The Economist covers just about everything under the sun. Even an article a week has better informed me about passions of mine (international education, diplomacy, race) and cares of friends and family (Scottish independence, Ghanaian funerals, Hindu nationalism). But most relevant here is when it talks about soccer.

In the madness of the last few weeks I read one article that touched on soccer in a way that lines up neatly with this blog and my advice to you. To wit, soccer is a blank slate, and what we see in the game is a reflection of us. I’ll just tack on this thought to an already sterling column: acknowledge that your perspective is just that, your own.

Consider one of my most common topics in all these posts: how awesome Rosenborg Kvinner are.

To me, the story of RBKK is a story of cohesion, cooperation, teamwork and excellence achieved. We cover the exploits of Blakstad, Utland, and Rulyte because they are excellent, and covering women’s teams with as much enthusiasm as we have for men’s teams is only fair. I believe women deserve equal pay and recognition…I can’t change the pay but I can definitely add to the recognition in my own small way.

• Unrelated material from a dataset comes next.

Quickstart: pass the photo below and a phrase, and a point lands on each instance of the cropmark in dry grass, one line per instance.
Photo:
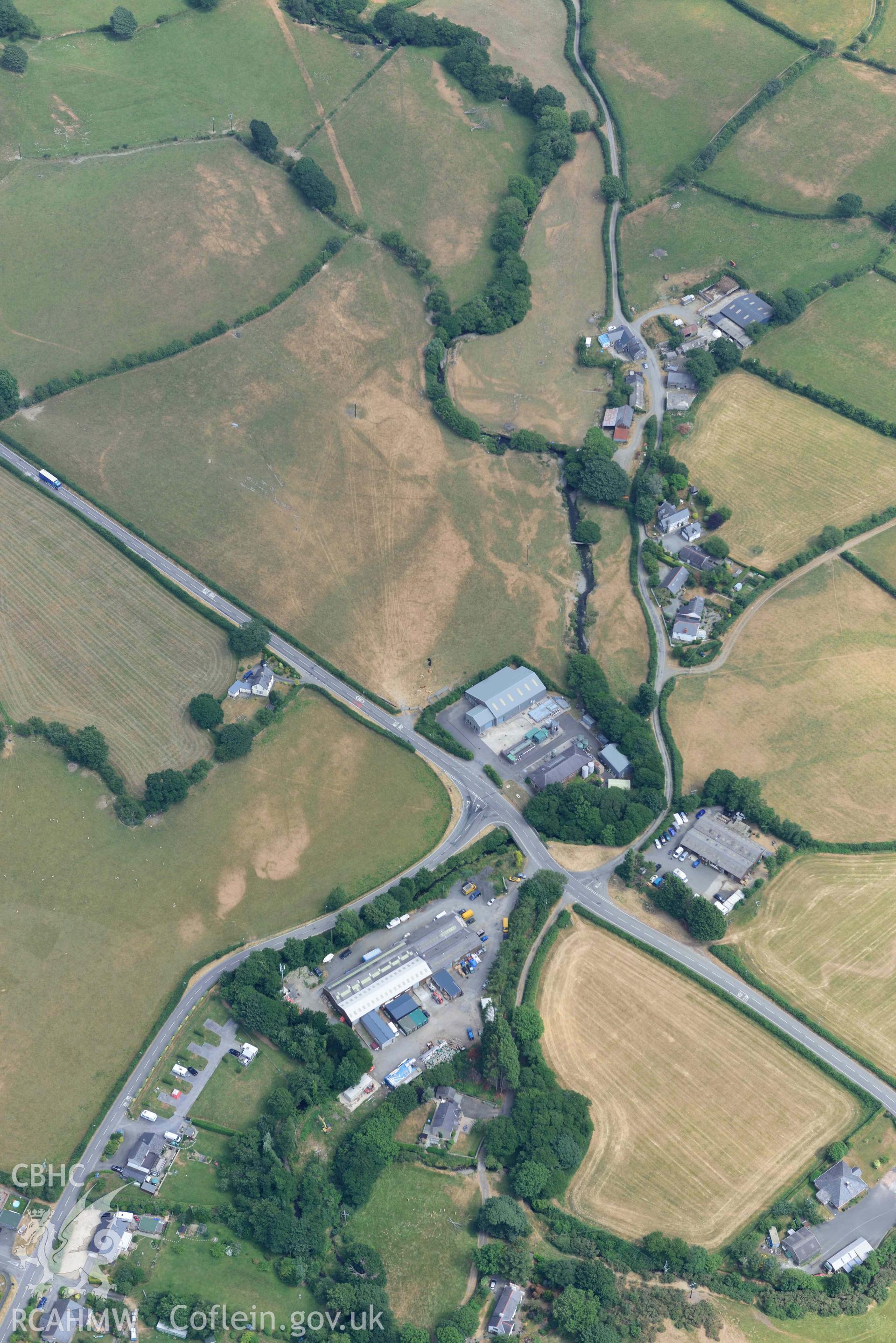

But that is my perspective.

Across the street from us, during the annual street festival each year, is a stand for the Minnesota Men’s Rights Group who advocate for men as a disadvantaged group (despite our disproportionate power politically, socially, culturally and economically). As part of the “Mano sphere” they believe that the limited erosion in our strength over the past few decades is discriminatory, and traditional (male dominated) society should be restored.

If you were to show some of their members (to say nothing of the radical wings of the internet) they would see something very different. (I know…I’ve heard it in real life already).

To them, this is another sign of the diminishment of men. I’m too hidebound by political correctness to acknowledge that the men’s game is superior. I’m too scared of my own authority to put the men’s game, the better game, first. That women are playing at all is a sign of how weakened men are in the first place. That I’m “pushing” these ideas on you will further weaken the future of men. (And that’s before we get into some of the more crude assumptions about soccer being effeminate in the first place).

That is there perspective.

I believe that my perspective is founded in truth, optimism, and equality, and theirs is founded on fear. Therefore, I think my reading is both more accurate and better for your future in society than theirs.

But of course I do. I’m writing this thing.

It’s less about whose perspective is right and whose is wrong (for the record, I’m right…me…your dad). It’s more about the fact that we each voice our perspective, and that soccer gives us both a space to explore our beliefs and a means to express them.

Soccer helps us to talk about gender and equality, about race and prejudice, about capitalism, socialism, authoritarianism, colonialism, and any number of other ideals, beliefs, questions, and issues that arise.

Whatever you take away from it, that’s your perspective. You can and should acknowledge that it’s one perspective among many. By all means, hear others, consider different points of view, and refine and revise your perspective as you feel best.

It can be very easy to seek ways to blame others, or insist that you have cornered the market on truth. But when you acknowledge the power your own perception has over what you see, you acknowledge that you know you’re thinking. You acknowledge that you have a power to think critically rather than believe blindly. When you admit that it’s your perspective, you own your place in the broader world.

As we face down a resurgent pandemic and an erasure of borders, I hope you listen to the thoughts of others, read good writing about the whole wide world, and own your perspective.